Chapter 17 Understanding Cache OM and Multi-Engine Features : Designing With Multiple Active Inference Agents

Designing With Multiple Active Inference Agents
You can use multiple active inference agents to achieve load balancing, scaling, and performance. These are known as multi-engine features. You must be aware of some design considerations when designing project that take advantage of these multi-engine features.
Multi-engine features can be used in two ways:
Deployment of multiple instances of the same agent, each in different nodes, for load balancing and fault tolerance.
Deployment of instances of different agents, to achieve rule-chaining for high distribution of the work load and high performance.
In both multi-engine cases, the agents are in the same cache cluster and work on the same ontology objects.
Concepts are Shared Across Agents Asynchronously
All concept objects are shared between agents in the cluster in an asynchronous manner.
For instance, an Agent X receives an event E, fires a rule R1 that creates a concept C1. An agent Z receives an event E2, fires a rule R2 that joins concept C1 and event E2.
Therefore, there is inherent latency between an object change in an agent to the other agents in the cluster receiving the notification.
Because of the asynchronous sharing of objects between agents, give events an infinite time to live setting and explicitly consume them.
See the StateMachineMultiEngineExample example to see a demonstration of this point. (Requires TIBCO BusinessEvents Enterprise Suite).

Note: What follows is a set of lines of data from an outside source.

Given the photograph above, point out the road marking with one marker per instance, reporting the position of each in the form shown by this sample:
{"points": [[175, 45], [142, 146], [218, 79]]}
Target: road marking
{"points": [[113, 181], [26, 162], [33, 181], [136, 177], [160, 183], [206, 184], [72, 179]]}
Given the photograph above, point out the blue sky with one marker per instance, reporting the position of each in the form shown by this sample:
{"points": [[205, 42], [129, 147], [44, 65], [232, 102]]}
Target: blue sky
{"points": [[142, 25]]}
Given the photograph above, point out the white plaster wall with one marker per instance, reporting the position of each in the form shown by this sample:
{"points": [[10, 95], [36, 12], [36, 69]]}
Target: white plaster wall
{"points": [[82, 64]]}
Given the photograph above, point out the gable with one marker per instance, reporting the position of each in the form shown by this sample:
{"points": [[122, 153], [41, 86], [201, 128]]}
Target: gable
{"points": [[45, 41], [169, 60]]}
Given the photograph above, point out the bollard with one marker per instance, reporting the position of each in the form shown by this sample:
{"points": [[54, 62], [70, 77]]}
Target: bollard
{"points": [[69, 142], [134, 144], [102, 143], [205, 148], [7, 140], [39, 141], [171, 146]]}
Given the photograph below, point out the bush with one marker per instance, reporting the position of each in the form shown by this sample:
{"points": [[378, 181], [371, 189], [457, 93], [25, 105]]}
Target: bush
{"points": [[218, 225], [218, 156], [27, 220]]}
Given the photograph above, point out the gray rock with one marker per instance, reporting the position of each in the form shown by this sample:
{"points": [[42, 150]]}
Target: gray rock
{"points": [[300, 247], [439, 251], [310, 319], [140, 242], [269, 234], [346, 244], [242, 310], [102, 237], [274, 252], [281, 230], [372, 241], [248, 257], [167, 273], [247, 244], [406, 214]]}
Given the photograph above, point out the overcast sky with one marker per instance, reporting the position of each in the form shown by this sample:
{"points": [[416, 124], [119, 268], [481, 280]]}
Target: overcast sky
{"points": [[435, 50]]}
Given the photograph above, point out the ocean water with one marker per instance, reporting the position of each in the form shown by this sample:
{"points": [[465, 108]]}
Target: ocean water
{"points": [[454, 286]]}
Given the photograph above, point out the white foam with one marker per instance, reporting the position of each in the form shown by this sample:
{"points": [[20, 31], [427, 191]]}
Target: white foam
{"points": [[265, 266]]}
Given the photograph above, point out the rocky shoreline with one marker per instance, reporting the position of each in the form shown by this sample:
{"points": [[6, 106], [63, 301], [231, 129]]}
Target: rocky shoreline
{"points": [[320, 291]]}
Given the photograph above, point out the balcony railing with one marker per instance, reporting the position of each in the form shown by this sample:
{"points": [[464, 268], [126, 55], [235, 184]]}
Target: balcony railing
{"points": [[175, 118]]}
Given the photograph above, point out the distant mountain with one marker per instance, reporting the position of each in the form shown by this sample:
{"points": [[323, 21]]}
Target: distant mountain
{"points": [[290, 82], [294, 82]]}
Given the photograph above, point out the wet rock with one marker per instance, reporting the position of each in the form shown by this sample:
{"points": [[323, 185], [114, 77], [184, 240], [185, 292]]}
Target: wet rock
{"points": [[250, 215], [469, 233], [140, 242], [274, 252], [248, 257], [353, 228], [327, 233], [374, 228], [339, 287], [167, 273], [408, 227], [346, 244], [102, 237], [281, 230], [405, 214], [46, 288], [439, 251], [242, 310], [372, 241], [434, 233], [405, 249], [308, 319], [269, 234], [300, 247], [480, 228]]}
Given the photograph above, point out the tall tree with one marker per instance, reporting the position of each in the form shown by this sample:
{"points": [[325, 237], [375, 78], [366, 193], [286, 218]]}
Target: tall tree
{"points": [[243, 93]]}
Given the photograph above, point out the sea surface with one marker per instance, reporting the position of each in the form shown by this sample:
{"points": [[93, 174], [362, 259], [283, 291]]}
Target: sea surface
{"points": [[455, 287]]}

Scorecards are Local to the Agent
Scorecards are not shared between agents. (This is true in all OM types.) Each inference agent maintains its own set of scorecards and the values in each agent can differ. This enables scorecards to be used for local purposes and minimizes contention between the agents.
As an analogy consider a bank ATM scenario. Money can be drawn from the same account using different ATMs. However, each ATM maintains a "scorecard" indicating only how much money it dispenses.
An agent key property (Agent.AgentGroupName.key) is available for tracking scorecards. See Defining a Unique Key for Each Agent.
Events are Clustered but not Shared Across Agents in a Group
In a load balanced and (optionally) fault tolerant group of agent instances, event instances are clustered between agents in an agent group—they are not shared. That is, each event instance is present on only one agent in the cluster.
For instance, when an agent X receives an Event E1, agent B does not see the event.
Cache cluster services provide for reassignment of ownership of these events to other agents in the same group, in the event of node failure. The events owned by this agent are redistributed to the remaining agents. (Therefore there is no single point of failure.)
Note that this can happen only if the event’s time-to-live (TTL) is long enough for other agents to receive cache notification of the event.
See the Events-MultiEngineExample example for a demonstration of this point.
Event Related Constraints
Repeating Time Events Not Supported
Time events configured to repeat at intervals are not supported in multiple-agent (multi-engine) configurations. Rule-based time events, however, are supported.
State Machine Timeouts
State machines can be configured to have state timeouts. The objects are shared across all agents, and the agents in the cluster collaborate to take ownership of management of the state machines, thereby providing automatic fault tolerance.
Understanding Concurrency and Locking Issues
Multiple agents can read and write to the same cache cluster and at times operate on the same set of objects. You must therefore deal with the possibility of concurrent modifications. Use locks to deal avoid race conditions.
See Locking and Synchronization Functions in Preprocessors for details on managing access to objects in preprocessors, which are multi-threaded.
Updates are Done at the Property Level
Multiple agents can work on different properties of the same concept without issues. The object itself does not need to be explicitly locked. Agents update the cluster based on the actual properties being modified.
Multi-Engine Example
The following example shows how concepts are shared and events are clustered in a load balancing agent group.
Rule set A has the following rules:
Rule A: Scope: Event E1
   Condition: None
   Action: Create a concept C.1
Rule B: Scope: Event E2
   Concept C1
   Condition: E2.x == C1.x;
   Action: Send an event E3
You can start multiple instances of an agent. Suppose agent A1 and A2 are instances of an agent. Each contains rule set R.
Each agent instance has an internal ID to keep it distinct from other agents, so assume that the ID is 1 and 2 respectively.
Both agents on startup are activated based on the maxActive setting and therefore they both listen to the destinations on which events (E1 and E2) arrive.
The following scenario describes the behavior:
1. Agent A1(id=1) receives an instance of Event E1:
1.
2.
3.
The events are clustered but are not shared. For example Agent A1 receives the event E1. If the Time to Live of the event is > 0, then the event is acknowledged in the channel and moved to the cluster.
2. Agent A2 receives an instance of Event E2:
1.
2.
In the case of failure of the node containing Agent A1, Agent A2 will move the pending events to its Rete network.